J.S. Mill defended the right to free speech in two ways. “We can never be sure,” he writes, “that the opinion we are endeavouring to stifle is a false opinion.” He then goes on to point out, “and if we were sure, stifling it would be an evil still”.

It may be that the thing we want to stifle could be true. If we prevent it being expressed we may do a disservice, not only to those who hold it but to ourselves and to others. Take it that it is true and that we are in the wrong. We do well, then to listen since we may learn and receive correction. To refuse the holder of the opinion we disagree with, a platform is then to refuse rationality and to be guilty of injustice.
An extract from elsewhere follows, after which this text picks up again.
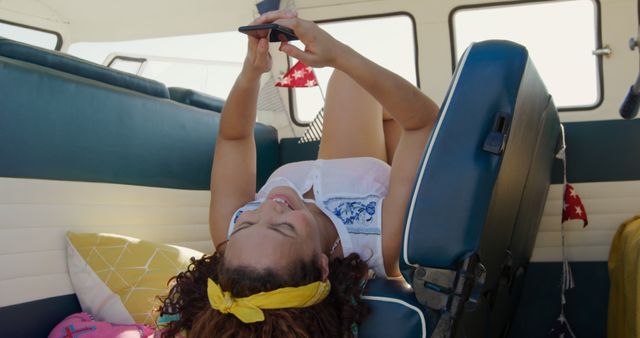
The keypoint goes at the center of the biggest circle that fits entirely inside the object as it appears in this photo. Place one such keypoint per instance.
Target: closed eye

It must be the character of rationality that one listens to those who disagree so that one may learn. One may also be able to correct the speaker. On the other hand, in most cases where people hold varying views, it is not one or the other who is right but that both might be in the wrong, in the whole or in part. Discussion therefore is essential to learning and one who wants to stop the expression of his opponent’s views is guilty of bigotry at worse, or of keeping himself and others in ignorance at best.

Mill also argues, not without reason, that to prevent the expression of others is to assume to oneself infallibility. To err is human and therefore it is likely that we can never know fully all about the situation where we are in conflict with others. Indeed, since humility is a virtue, it becomes us to listen with profound attention to the other and not to judge, trusting that he, if he has the same humility, will also listen to us. So together we may both progress a little way towards a clearer knowledge of the matter and to an understanding of one another.

It is worth quoting the much used famous sentence from On Liberty to end this discussion in the hope that we all can work together toward a more tolerant attitude to each other and to the race as a whole. He says: “If all mankind minus one were of one opinion, and only one person were of the contrary opinion, mankind would be no more justified in silencing that one person, than he, if he had the power, would be justified in silencing mankind.”

Of course it will be argued by those who disagree with me, (and they may be right) that we ought not to allow Hitlers, Stalins and assorted rabid demagogues to have their say. One agrees that such people are offensive in the extreme. However no one really listened to them until there was a breakdown in society due to extreme human folly in allowing wars and such to break out. Where rationality and the rule of law hold sway we have nothing to fear from such madmen since they will only be laughed at. It is only in a sick and emotionally diseased society that people in despair listen to such rabid burblings. The cure for the ills of societies lies, not in repression, but in free speech and in open debate and rational argument.